Spesso menzionata in contesti storici errati (impropriamente e volontariamente), anche l’identità territoriale trova una sua “complessa” vicenda. Difatti, una piccola porzione ricade nel territorio di Trabia.
Da lassù si scorge un panorama a dir poco mozzafiato. Gli avventurieri (spesso e maldestramente) provano a scardinare il cancello (arrugginito) per godere di un paesaggio tra i più belli dell’arco siciliano.
Tra strapiombi che colano a picco sul mare blu turchese e calette dai nomi curiosi, lo sguardo cambia “strategia” e si lascia incuriosire da altri “temi”. Ecco, improvvisamente, spuntare dal nulla un paio di calette dalle forme strane.
In mezzo agli scogli appuntiti e piccole insenature, le spiaggette si ritagliano lo spazio meritato. Formate da ciottoli e ghiaia, si incastrano perfettamente con le acque cristalline.

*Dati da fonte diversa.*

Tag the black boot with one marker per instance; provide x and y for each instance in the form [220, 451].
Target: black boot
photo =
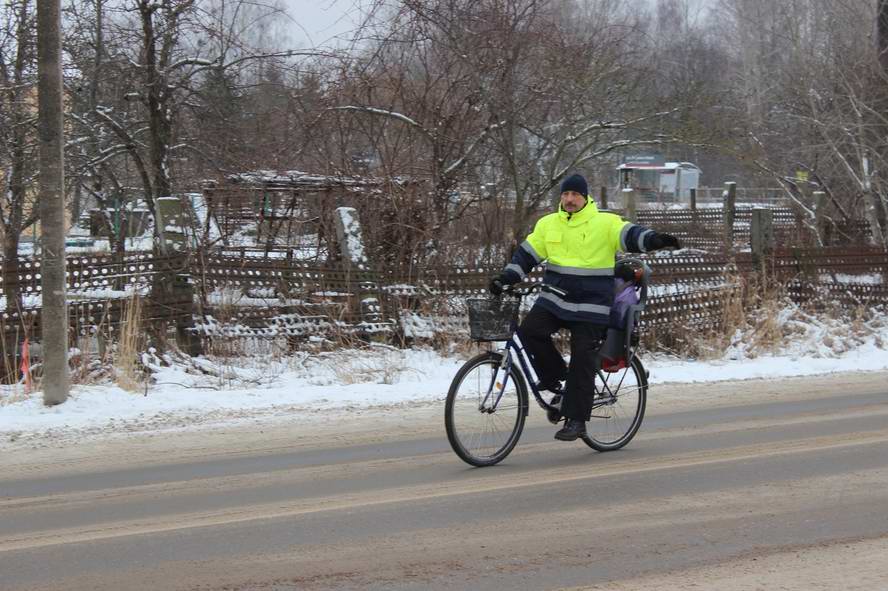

La spiaggia dell’Ombelico di Venere (conosciuta anche come Cala Sciabica) appare nel suo massimo splendore. Il suo nome - secondo le fonti - dovrebbe derivare da uno scoglio che si trova in mezzo al mare (sotto le pendici della scarpata rocciosa sotto la Torre delle Mandre).
Il grigiastro si confonde in un gioco di colori con i fondali tirrenici ricchi di flora e fauna. Simboli del territorio altavillese, le “bellezze” facevano parte di Milicha, l’antico nome che indicava la parte estrema della campagna palermitana Conca d’Oro (tagliata dal Monte Cane).
Un episodio curioso avvenne nel lontano 1713 quando, inviato da Vittorio Amedeo II, il Castelalfiere si innamorò dell’intera zona. Si accorse della torre, il litorale, la Chiesa di Santa Maria di Campogrosso in rovina e un colle assai coltivato.
Rimase folgorato, stupito! La baia è arricchita da alcune cave in calcarenite ormai dismesse (il cosiddetto Buco). Rese famose per i punti strategici usati dai coraggiosi tuffatori, molti anni orsono vennero scelte per girare alcune scene della serie “Agrodolce”.
Inoltre, dopo una “scorpacciata” intensa, lo spirito di osservazione è ingolosito dalla presenza di un sottopassaggio ferroviario, dall’intenso verde della vegetazione e in lontananza, dalle montagne che scolpiscono forme geometriche.
Sono passati tanti secoli e ancor oggi, Milicha è “abbellita” e decorata nonostante le vicissitudini legate all’essere umano.